Da la impresión de que tanto en América como en África y Australia se está intentando mejorar las relaciones interraciales. Sin embargo, en algún lugar del árido corazón del Outback[1] perdura un latido lento, firme y antiguo, y existe un grupo incomparable de personas a las que no les preocupa el racismo sino únicamente su prójimo y el entorno que lo rodea. Quien comprende esa pulsación comprende mejor al ser humano o la esencia humana.
Este libro fue una obra pacífica que yo misma publiqué y que se convirtió en motivo de controversia. De su lectura se desprenderán varias posibles conclusiones. Al lector podría parecerle que el hombre al que me refiero como intérprete no respetó años atrás las leyes y normas del gobierno en cuanto a censo, impuestos, votaciones, explotación del suelo, licencia de minas, registro de muertes y nacimientos, etc. También es posible que ayudara a otros miembros de la tribu a infringirlas. Me han pedido que diera a conocer a este hombre y que condujera a un grupo por el desierto, siguiendo la misma ruta que hicimos nosotros. Pero me he negado. Habrá por tanto quien diga tal vez que soy culpable de ayudar a esas personas a incumplir las leyes, o que miento y esa gente no existe ya que no he dado a conocer a los miembros de la tribu.
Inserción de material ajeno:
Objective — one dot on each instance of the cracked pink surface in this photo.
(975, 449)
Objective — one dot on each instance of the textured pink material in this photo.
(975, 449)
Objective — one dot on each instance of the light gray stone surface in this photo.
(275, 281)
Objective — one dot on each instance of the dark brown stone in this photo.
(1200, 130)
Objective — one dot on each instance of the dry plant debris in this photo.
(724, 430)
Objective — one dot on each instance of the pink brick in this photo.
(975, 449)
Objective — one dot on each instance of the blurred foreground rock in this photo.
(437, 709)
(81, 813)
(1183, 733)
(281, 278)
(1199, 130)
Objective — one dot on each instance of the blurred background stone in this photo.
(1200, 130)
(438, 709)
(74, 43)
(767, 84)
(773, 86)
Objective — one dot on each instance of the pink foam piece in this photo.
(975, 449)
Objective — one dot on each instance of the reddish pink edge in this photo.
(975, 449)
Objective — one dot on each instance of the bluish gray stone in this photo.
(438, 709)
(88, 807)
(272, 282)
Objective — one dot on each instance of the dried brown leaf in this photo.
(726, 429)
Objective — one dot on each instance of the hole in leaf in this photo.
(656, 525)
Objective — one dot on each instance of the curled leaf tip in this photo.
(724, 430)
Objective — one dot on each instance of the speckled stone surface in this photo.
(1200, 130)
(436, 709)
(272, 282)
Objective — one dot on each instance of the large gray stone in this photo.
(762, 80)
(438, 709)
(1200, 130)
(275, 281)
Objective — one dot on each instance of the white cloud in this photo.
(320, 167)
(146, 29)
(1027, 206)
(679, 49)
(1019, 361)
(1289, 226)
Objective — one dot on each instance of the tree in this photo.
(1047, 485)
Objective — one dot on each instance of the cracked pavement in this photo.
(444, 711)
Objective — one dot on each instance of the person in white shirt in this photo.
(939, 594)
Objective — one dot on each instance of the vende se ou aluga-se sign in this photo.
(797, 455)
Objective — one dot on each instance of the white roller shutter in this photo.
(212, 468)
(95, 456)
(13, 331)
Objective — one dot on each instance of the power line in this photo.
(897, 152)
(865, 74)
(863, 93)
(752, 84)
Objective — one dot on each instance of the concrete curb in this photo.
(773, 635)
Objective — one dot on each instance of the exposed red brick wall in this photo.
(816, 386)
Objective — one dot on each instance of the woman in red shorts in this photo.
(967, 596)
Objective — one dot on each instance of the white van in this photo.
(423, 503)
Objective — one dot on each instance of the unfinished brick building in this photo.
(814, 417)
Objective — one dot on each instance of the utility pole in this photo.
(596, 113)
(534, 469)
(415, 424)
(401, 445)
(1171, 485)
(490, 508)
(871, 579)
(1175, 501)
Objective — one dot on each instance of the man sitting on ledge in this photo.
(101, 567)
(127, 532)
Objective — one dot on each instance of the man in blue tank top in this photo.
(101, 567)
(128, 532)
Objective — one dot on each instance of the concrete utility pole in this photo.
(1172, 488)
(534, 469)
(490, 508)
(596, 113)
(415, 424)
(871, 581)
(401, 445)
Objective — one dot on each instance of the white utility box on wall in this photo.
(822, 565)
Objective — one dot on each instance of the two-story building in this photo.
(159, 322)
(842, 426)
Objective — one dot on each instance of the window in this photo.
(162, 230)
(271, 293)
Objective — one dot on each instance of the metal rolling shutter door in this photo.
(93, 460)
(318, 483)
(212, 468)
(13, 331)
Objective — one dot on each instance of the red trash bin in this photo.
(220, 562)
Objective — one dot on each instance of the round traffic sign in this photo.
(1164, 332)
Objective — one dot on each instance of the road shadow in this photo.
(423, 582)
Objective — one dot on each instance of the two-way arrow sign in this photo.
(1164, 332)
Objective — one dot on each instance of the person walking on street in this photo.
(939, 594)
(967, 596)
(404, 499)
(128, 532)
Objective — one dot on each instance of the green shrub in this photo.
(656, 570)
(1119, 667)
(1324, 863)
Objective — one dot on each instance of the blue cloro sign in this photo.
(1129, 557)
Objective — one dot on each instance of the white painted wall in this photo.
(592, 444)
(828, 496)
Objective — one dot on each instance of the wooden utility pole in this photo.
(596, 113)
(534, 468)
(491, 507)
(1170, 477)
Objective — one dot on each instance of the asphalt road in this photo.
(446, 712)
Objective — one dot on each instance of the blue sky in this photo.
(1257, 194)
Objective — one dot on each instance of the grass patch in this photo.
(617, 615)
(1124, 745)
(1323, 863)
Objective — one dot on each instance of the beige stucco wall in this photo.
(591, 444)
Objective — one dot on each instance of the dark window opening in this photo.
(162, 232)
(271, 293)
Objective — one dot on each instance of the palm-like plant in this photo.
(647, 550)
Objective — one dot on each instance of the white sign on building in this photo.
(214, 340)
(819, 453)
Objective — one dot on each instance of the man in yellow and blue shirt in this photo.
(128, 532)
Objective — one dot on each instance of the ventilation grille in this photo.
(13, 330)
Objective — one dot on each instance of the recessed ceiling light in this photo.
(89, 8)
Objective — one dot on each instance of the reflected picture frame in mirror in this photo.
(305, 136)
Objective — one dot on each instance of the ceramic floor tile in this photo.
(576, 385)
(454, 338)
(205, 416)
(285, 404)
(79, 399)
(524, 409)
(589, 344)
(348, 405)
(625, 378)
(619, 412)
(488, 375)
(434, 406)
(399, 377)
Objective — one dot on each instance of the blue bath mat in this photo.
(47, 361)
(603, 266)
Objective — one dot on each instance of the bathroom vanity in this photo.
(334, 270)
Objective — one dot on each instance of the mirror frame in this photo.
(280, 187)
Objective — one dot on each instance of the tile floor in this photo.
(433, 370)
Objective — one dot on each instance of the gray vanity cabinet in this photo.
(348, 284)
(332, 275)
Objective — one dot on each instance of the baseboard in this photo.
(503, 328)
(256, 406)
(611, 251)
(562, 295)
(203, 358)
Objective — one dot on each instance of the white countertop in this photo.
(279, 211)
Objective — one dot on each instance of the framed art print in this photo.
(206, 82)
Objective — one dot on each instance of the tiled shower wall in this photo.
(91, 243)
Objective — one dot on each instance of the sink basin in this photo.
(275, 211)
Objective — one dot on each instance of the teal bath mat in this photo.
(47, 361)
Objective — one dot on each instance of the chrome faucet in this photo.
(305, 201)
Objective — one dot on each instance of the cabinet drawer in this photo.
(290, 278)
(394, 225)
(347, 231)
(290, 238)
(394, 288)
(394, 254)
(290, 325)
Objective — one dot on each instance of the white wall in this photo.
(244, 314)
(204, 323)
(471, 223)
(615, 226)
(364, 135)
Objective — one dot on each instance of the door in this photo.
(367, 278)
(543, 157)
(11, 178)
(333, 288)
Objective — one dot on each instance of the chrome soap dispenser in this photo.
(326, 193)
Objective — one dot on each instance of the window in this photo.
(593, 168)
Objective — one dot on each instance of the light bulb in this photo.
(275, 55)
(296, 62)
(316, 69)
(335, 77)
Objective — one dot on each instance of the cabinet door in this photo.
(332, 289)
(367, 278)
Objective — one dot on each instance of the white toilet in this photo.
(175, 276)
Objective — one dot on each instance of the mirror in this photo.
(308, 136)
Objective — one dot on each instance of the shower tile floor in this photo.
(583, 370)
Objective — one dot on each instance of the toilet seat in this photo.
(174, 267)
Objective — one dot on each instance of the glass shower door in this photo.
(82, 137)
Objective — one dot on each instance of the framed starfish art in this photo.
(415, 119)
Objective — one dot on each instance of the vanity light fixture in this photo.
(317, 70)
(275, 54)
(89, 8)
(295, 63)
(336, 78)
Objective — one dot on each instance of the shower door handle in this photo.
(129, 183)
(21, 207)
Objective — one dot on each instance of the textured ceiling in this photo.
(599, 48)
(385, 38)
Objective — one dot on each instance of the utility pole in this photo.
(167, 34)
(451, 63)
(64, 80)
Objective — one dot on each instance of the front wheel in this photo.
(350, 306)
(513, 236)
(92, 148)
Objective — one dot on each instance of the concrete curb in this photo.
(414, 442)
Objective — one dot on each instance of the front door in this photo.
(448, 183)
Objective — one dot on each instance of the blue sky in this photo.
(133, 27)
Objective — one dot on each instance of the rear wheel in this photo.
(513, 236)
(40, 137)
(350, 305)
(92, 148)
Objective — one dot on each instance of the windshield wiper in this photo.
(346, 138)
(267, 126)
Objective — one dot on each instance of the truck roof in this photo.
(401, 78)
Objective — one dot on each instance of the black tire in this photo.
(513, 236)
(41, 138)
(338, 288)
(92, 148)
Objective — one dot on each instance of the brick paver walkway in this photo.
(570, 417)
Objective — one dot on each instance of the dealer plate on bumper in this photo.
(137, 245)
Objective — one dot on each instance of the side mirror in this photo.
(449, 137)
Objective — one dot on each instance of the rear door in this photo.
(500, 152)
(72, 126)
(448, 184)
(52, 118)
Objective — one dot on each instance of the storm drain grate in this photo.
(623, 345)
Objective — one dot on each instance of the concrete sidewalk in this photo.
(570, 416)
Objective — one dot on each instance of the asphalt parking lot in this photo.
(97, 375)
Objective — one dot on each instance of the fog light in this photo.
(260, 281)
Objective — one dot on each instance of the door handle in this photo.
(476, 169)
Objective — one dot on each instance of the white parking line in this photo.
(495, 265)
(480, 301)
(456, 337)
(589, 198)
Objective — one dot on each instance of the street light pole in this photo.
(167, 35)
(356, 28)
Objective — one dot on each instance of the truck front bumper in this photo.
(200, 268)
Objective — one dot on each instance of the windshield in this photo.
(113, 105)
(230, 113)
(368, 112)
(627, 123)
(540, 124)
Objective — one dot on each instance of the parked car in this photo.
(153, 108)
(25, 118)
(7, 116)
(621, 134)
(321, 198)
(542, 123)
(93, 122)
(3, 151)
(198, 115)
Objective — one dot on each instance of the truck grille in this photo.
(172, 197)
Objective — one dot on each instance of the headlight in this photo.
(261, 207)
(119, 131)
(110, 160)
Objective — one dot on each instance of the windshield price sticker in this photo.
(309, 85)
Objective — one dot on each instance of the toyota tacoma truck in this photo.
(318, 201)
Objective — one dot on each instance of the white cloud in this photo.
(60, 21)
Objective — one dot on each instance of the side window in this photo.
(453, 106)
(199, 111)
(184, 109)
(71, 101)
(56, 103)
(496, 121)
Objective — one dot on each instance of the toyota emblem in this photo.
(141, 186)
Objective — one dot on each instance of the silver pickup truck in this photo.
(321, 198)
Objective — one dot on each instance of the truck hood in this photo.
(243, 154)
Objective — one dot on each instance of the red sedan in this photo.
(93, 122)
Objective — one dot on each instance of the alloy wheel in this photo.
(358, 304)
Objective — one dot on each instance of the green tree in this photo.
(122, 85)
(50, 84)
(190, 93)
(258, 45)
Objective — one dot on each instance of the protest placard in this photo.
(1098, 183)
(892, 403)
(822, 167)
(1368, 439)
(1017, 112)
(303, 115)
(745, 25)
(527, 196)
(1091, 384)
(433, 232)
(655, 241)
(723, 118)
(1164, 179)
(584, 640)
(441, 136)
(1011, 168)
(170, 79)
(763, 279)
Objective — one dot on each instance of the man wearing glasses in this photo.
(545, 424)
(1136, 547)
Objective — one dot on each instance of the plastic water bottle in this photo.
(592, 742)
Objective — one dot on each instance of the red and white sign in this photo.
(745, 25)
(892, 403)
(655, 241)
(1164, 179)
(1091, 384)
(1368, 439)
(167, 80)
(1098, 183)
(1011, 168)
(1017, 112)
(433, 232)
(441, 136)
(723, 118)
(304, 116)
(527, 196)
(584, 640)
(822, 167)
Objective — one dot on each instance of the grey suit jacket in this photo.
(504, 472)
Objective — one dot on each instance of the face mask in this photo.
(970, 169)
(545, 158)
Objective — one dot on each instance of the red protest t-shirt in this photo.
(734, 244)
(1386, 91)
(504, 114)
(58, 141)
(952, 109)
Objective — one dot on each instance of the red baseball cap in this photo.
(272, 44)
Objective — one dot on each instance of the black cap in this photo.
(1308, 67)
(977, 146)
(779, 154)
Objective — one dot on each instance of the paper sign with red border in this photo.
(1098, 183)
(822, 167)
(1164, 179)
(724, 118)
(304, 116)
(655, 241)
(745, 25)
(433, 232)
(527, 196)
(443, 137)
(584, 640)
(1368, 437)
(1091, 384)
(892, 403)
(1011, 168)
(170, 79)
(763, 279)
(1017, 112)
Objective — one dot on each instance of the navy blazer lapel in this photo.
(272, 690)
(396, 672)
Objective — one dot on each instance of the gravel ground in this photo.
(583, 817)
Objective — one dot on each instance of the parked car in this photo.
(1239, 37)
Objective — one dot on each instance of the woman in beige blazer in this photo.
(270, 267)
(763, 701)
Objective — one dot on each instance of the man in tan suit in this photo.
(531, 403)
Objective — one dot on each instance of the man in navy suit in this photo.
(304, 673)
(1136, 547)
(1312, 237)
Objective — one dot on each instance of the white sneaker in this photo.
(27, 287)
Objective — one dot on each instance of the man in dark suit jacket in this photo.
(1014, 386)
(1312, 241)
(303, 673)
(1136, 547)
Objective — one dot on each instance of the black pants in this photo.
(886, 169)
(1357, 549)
Ésta es mi respuesta: no hablo en nombre de los aborígenes australianos. Hablo tan sólo en nombre de un pequeño grupo del Outback, al que denominan los Salvajes o los Antiguos. Volví a visitarlos y regresé a Estados Unidos a finales de diciembre de 1993. Y nuevamente me bendijeron y aprobaron el modo en que estaba realizando esta misión.
Para mis lectores tengo una advertencia: algunas personas sólo piden un entretenimiento. Así que si usted es una de ellas, tendré que pedirle que lea, disfrute y olvide, como haría con cualquier otro buen espectáculo. Aunque considere este libro como una novela, no quedará decepcionado, pues merece el dinero que ha pagado por ella.
Si por el contrario quien lee estas páginas es de los que escuchan los mensajes, éste le llegará alto y claro. Lo sentirá en las entrañas, en el corazón, en la cabeza y en la médula de los huesos. ¿Sabe una cosa? Muy bien podría haber sido usted el elegido para este walkabout[2] y, créame, muchas veces desearía que así fuera.
Todos debemos vivir nuestras propias experiencias en una región inexplorada, sólo que las mías ocurrieron realmente en el Outback. Pero me limité a hacer lo que cualquiera hubiera hecho en mi lugar.
Ojalá estas gentes conmuevan su corazón cuando pasen estas páginas. Escribí las palabras en inglés, pero su verdad no conoce idiomas.
Les sugiero que prueben el mensaje, disfruten de lo que les parezca adecuado y desechen el resto. Después de todo, ésa es la ley del cosmos.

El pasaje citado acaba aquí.